/LIMS

Primary LanguageC++MIT LicenseMIT

LIMS

LIMS is a novel index structure that integrates compact-partitioning methods, pivot-based techniques and learned indexes to support efficient similarity query processing in metric spaces. More details about LIMS can be found in our paper.

Getting Started

1. Prepare datasets

ImageNet : https://image-net.org/download-images.php

Forest Cover Type : https://www.kaggle.com/c/forest-cover-type-prediction/data

python gen_data.py

2. Change path and parameter

change parameter for LIMS in ./common/Constants.cpp to fit your own dataset

change dataset path and query file path in main.cpp

3. Run

we use FFT to aggregate data and we do the query based on clusterd data and their pivot points.

you need to change the clustered data path, cluster center path and other pivot points path to your own path in main.cpp. Data is separated by ','. One example can be found in ./inputFiles.

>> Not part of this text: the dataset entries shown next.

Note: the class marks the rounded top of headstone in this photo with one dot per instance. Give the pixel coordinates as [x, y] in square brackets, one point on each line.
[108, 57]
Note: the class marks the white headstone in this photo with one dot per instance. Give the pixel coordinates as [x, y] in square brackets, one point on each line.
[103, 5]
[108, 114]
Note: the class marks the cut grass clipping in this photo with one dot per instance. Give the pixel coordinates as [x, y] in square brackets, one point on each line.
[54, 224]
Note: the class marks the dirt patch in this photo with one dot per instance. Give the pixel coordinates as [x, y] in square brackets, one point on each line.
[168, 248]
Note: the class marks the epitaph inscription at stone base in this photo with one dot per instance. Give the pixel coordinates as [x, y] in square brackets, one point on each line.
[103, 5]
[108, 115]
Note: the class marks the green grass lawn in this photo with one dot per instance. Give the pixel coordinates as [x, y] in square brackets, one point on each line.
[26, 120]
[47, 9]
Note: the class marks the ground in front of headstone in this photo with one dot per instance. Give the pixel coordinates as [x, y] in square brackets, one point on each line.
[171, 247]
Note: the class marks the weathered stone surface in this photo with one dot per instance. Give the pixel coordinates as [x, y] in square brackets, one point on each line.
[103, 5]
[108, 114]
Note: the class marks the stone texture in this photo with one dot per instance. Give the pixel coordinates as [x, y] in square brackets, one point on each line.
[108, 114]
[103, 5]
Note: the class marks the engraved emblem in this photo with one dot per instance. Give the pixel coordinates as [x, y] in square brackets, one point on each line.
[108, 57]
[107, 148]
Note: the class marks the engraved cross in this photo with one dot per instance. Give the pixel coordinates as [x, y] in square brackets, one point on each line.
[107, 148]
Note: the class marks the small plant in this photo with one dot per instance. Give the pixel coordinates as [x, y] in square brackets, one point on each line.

If you don't know how many clusters of data should be partitioned, you can use our evaluation indicators as a reference. We can score each cluster number from the start clusters number to the end of clusters number, the score will help you quickly determine the appropriate cluster number.

make clean
make all
./main [number of pivot point] [number of cluster] [dimention of point] [evaluate the clustering or not(0 /1 : [min number of cluster] [max number of cluster] [step size])]